Despite that, I felt inclined to go. I checked the weather in Texas and packed a quick go-bag. I decided to take my new gun. I’d already had a holster fitted for it, and I had a bunch of Hornady Critical Duty hollow points. I’d want that gun if I got to the airport and ran into something shitty.
* * *
I took an Uber to the airport and said nothing as the driver tuned into public radio. There was a panel of three guests, still guessing, months later, about why known community organizer, Mahmoud Khalif, had been so brutally killed. The theories were still running wild, but the authorities didn’t have any solid leads and were asking the public to remain calm.
The airport was nearly deserted, the rain having apparently put a damper on the private jet crowd for the day. The driver dropped me off at the front, and I stumbled through the small terminal. I checked my e-mail again, verifying that the one plane on the tarmac was the one I needed to get on. After talking to a few attendants, I walked out to it. The rain had slowed to a drizzle, but I still regretted my questionable choice of not bringing wet weather gear.
At the base of the plane’s ramp, greeting me, was a small woman with copper skin and a brilliant smile, holding an umbrella above her head. Despite her glowing smile, her face was quite plain—her forehead a bit too high and her chin a bit weaker than classical beauty would dictate. Underneath her flight attendant’s uniform, she appeared to be very athletic—muscled like a dancer, or perhaps a martial artist. She wore a red cravat with horseshoes on it and a matching pin on her lapel. Her eyes were pale grey, matching the rainy sky, though flecks of green glimmered occasionally.
“You must be Mr. Soren,” she said, smiling and offering a hand, which I shook as I nodded once. Her grip held the strength of a shark’s bite, and it took quite a bit of effort to keep any appearance of pain off my face.
“Fantastic,” she said. “You’re expected. I’m Amalfi. Welcome aboard!”
She helped me put my bag in storage, then escorted me onto the nicest plane I’ve ever been on. There were only six leather seats, each large enough to comfortably fit two of me. It was easy to walk around. A table in the back had been set up for conferencing, or based on the bar back there, hosting. The plane was empty except for me and her, and whoever was in the cockpit. Sitting on one
of the chairs was a neatly wrapped gift box, red with a golden bow, about the size of a shirt box.
“A gift from Mr. Vinter,” Amalfi explained. “He’d like you to open it as soon as possible.”
It was almost certainly a ticking bomb or some pocket eldritch abomination that would bite my face off as soon as the ribbon was off.
I thought about drawing down on Amalfi and demanding an explanation.
But for the second time, I remembered my manners and simply nodded.
I picked up the gift and opened it, revealing a gaudy purple and black bowling shirt with “THE DEVIL’S GUNMEN” on the back, along with a smiling cartoon red devil in a cowboy hat, clad in bandoliers with brass shells, holding a comically oversized revolver. Gun smoke trailed upward from the revolver, and there were some casings detailed at the devil’s feet.

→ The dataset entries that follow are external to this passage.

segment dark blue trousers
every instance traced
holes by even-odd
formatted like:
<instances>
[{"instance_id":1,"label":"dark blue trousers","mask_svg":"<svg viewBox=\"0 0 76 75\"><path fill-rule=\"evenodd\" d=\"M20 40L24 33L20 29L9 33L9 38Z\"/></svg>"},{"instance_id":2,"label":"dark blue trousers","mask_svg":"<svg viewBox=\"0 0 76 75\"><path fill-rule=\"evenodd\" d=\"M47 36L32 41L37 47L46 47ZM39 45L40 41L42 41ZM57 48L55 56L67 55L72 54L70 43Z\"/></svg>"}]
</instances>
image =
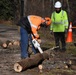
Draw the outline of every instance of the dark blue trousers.
<instances>
[{"instance_id":1,"label":"dark blue trousers","mask_svg":"<svg viewBox=\"0 0 76 75\"><path fill-rule=\"evenodd\" d=\"M31 34L28 34L27 31L24 28L20 28L20 47L21 47L21 58L28 57L28 47L29 47L29 40L32 44L32 37ZM36 49L32 44L32 50L36 54Z\"/></svg>"}]
</instances>

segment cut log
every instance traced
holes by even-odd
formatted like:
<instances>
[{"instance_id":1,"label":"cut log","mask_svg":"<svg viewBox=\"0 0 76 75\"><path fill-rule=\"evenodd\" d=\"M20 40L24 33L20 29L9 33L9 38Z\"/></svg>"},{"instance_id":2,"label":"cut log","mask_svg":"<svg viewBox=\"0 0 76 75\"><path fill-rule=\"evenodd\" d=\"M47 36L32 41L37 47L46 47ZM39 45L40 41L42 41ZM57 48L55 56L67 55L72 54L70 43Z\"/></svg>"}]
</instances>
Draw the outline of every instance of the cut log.
<instances>
[{"instance_id":1,"label":"cut log","mask_svg":"<svg viewBox=\"0 0 76 75\"><path fill-rule=\"evenodd\" d=\"M57 48L57 47L44 51L44 53L42 53L42 54L37 53L37 54L31 56L30 58L26 58L26 59L23 59L23 60L15 63L14 70L16 72L21 72L21 71L31 68L33 66L37 66L43 60L48 59L50 57L51 50L54 50L55 48Z\"/></svg>"}]
</instances>

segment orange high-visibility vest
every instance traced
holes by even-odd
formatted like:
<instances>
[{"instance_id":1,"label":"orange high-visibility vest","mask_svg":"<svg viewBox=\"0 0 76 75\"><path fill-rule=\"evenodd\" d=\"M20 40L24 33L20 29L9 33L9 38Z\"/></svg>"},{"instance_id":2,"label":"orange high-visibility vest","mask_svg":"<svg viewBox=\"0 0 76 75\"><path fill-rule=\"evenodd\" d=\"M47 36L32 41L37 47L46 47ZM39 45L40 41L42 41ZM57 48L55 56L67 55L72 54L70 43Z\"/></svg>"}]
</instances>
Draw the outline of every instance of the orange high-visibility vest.
<instances>
[{"instance_id":1,"label":"orange high-visibility vest","mask_svg":"<svg viewBox=\"0 0 76 75\"><path fill-rule=\"evenodd\" d=\"M28 16L28 20L30 22L31 30L35 36L35 39L38 39L39 35L38 35L37 31L40 29L40 24L45 22L45 20L40 16L34 16L34 15ZM33 36L32 36L32 38L34 39Z\"/></svg>"}]
</instances>

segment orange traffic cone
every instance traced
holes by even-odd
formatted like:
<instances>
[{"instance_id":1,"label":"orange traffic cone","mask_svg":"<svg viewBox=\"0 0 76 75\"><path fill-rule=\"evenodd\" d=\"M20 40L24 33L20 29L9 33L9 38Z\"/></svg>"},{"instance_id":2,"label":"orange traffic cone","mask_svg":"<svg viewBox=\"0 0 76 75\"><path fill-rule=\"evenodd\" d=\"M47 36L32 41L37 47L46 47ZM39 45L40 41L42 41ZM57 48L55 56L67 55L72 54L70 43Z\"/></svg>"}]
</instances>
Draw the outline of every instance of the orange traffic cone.
<instances>
[{"instance_id":1,"label":"orange traffic cone","mask_svg":"<svg viewBox=\"0 0 76 75\"><path fill-rule=\"evenodd\" d=\"M72 39L72 22L70 22L66 42L73 42L73 39Z\"/></svg>"}]
</instances>

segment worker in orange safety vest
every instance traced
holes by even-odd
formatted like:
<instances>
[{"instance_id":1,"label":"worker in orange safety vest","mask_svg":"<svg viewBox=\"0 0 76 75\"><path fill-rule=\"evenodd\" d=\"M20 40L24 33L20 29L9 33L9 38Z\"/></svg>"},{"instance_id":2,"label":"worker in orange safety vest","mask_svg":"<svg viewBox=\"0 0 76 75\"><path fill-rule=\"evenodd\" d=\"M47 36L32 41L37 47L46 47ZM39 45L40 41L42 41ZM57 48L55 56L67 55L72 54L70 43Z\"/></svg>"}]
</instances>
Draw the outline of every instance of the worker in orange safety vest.
<instances>
[{"instance_id":1,"label":"worker in orange safety vest","mask_svg":"<svg viewBox=\"0 0 76 75\"><path fill-rule=\"evenodd\" d=\"M51 24L51 19L49 17L42 18L36 15L29 15L23 17L19 20L18 25L20 26L20 35L21 35L21 58L27 58L28 55L28 46L29 40L32 44L32 40L36 39L40 42L40 36L38 35L38 30L41 26L49 26ZM32 44L32 50L36 54L38 50Z\"/></svg>"}]
</instances>

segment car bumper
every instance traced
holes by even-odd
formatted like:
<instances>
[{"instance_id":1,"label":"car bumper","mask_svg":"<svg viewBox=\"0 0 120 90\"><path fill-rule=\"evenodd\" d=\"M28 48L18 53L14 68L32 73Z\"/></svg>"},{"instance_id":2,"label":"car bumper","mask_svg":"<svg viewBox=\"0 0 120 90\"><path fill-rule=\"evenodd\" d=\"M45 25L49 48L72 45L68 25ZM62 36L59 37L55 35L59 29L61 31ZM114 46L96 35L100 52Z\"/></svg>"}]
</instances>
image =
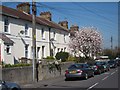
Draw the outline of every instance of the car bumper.
<instances>
[{"instance_id":1,"label":"car bumper","mask_svg":"<svg viewBox=\"0 0 120 90\"><path fill-rule=\"evenodd\" d=\"M81 78L81 77L85 77L84 74L65 74L66 78Z\"/></svg>"}]
</instances>

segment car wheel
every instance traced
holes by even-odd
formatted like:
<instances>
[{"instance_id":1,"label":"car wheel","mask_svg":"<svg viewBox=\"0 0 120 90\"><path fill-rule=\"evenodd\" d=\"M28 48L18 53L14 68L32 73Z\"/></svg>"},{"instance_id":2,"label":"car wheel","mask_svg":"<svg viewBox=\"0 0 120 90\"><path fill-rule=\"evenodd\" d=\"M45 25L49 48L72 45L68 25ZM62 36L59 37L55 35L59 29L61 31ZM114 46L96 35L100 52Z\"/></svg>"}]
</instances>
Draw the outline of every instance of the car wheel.
<instances>
[{"instance_id":1,"label":"car wheel","mask_svg":"<svg viewBox=\"0 0 120 90\"><path fill-rule=\"evenodd\" d=\"M18 90L18 88L12 88L12 90Z\"/></svg>"},{"instance_id":2,"label":"car wheel","mask_svg":"<svg viewBox=\"0 0 120 90\"><path fill-rule=\"evenodd\" d=\"M68 78L65 78L65 81L68 81L69 79Z\"/></svg>"},{"instance_id":3,"label":"car wheel","mask_svg":"<svg viewBox=\"0 0 120 90\"><path fill-rule=\"evenodd\" d=\"M85 80L87 80L87 79L88 79L88 74L86 73L86 74L85 74Z\"/></svg>"},{"instance_id":4,"label":"car wheel","mask_svg":"<svg viewBox=\"0 0 120 90\"><path fill-rule=\"evenodd\" d=\"M95 76L95 74L94 74L94 72L92 72L92 77L94 77Z\"/></svg>"},{"instance_id":5,"label":"car wheel","mask_svg":"<svg viewBox=\"0 0 120 90\"><path fill-rule=\"evenodd\" d=\"M101 70L99 70L98 73L101 74Z\"/></svg>"}]
</instances>

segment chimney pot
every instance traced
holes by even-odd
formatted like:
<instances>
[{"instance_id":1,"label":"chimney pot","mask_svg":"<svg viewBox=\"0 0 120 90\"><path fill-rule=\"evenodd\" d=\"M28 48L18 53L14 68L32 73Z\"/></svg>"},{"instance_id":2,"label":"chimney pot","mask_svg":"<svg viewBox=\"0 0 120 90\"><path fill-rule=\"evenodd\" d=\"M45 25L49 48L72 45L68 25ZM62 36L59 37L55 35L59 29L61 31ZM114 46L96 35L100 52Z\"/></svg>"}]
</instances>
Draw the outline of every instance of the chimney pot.
<instances>
[{"instance_id":1,"label":"chimney pot","mask_svg":"<svg viewBox=\"0 0 120 90\"><path fill-rule=\"evenodd\" d=\"M30 14L30 4L28 2L18 4L17 10Z\"/></svg>"},{"instance_id":2,"label":"chimney pot","mask_svg":"<svg viewBox=\"0 0 120 90\"><path fill-rule=\"evenodd\" d=\"M68 29L68 21L60 21L58 24Z\"/></svg>"}]
</instances>

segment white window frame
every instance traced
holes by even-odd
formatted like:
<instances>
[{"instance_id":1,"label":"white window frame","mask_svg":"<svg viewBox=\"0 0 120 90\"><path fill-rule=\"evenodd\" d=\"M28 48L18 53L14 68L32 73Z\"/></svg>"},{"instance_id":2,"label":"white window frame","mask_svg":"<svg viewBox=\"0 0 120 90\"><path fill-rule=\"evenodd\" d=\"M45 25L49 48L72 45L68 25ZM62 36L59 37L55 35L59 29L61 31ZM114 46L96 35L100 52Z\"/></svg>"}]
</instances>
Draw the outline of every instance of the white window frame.
<instances>
[{"instance_id":1,"label":"white window frame","mask_svg":"<svg viewBox=\"0 0 120 90\"><path fill-rule=\"evenodd\" d=\"M42 39L45 39L45 31L44 31L44 28L41 29L41 36L42 36Z\"/></svg>"},{"instance_id":2,"label":"white window frame","mask_svg":"<svg viewBox=\"0 0 120 90\"><path fill-rule=\"evenodd\" d=\"M25 57L26 57L26 58L28 58L28 54L29 54L28 48L29 48L29 45L26 44L26 45L25 45Z\"/></svg>"},{"instance_id":3,"label":"white window frame","mask_svg":"<svg viewBox=\"0 0 120 90\"><path fill-rule=\"evenodd\" d=\"M6 21L7 21L7 23L6 23ZM7 28L7 30L6 30L6 28ZM9 31L9 20L8 20L8 17L4 18L4 32L5 33L10 33L10 31Z\"/></svg>"},{"instance_id":4,"label":"white window frame","mask_svg":"<svg viewBox=\"0 0 120 90\"><path fill-rule=\"evenodd\" d=\"M28 29L29 29L29 27L28 27L28 24L26 23L26 24L25 24L25 36L28 36L28 35L29 35Z\"/></svg>"},{"instance_id":5,"label":"white window frame","mask_svg":"<svg viewBox=\"0 0 120 90\"><path fill-rule=\"evenodd\" d=\"M55 31L53 32L53 38L54 38L54 40L56 40L56 32Z\"/></svg>"},{"instance_id":6,"label":"white window frame","mask_svg":"<svg viewBox=\"0 0 120 90\"><path fill-rule=\"evenodd\" d=\"M11 54L11 46L10 45L7 45L6 46L6 53L9 55Z\"/></svg>"},{"instance_id":7,"label":"white window frame","mask_svg":"<svg viewBox=\"0 0 120 90\"><path fill-rule=\"evenodd\" d=\"M45 57L45 46L42 46L42 58Z\"/></svg>"},{"instance_id":8,"label":"white window frame","mask_svg":"<svg viewBox=\"0 0 120 90\"><path fill-rule=\"evenodd\" d=\"M64 42L66 43L66 38L65 37L66 37L66 35L64 34Z\"/></svg>"}]
</instances>

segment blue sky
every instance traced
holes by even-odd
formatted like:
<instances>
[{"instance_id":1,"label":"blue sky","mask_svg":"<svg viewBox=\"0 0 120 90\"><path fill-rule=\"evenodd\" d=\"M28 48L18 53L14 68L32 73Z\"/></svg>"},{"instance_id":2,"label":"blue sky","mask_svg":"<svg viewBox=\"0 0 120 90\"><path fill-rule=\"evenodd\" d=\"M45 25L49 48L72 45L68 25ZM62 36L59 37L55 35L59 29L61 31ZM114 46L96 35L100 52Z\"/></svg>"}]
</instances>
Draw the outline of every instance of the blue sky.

It wasn’t the most garish thing I’d ever seen, but, considering the only thing that surpassed it was a collection of Prince’s stage costumes I’d bid on at an auction, I wasn’t sure if that was a good metric.
“Do you like it?” asked Amalfi, her eyes flashing in the animalistic way I was used to seeing from Tash and Trish.
“Yes, please tell Mr. Vinter, I do,” I said, my natural kissass instincts kicking in at just the right time.
“You can tell him yourself,” she said, grinning again. “He would be disappointed if you show up, and you are not wearing it.”
I noticed, almost as an afterthought, that the plane was taxing down the runway.
“You may change when we land,” she said. “In the meantime, I’m here to please.”
I expected her to unbutton her shirt as she said it, or maybe flash her eyes coquettishly at me, but she walked over to the bar, keeping impeccable balance as the plane was leaving the ground, and pulled out a bottle of Glenkinchie. She poured three fingers of the lowland scotch into a glass and offered it to me. The glass it was in had a label on it, “Acheron Ranch,” along with a logo of a horseshoe in a pentagram.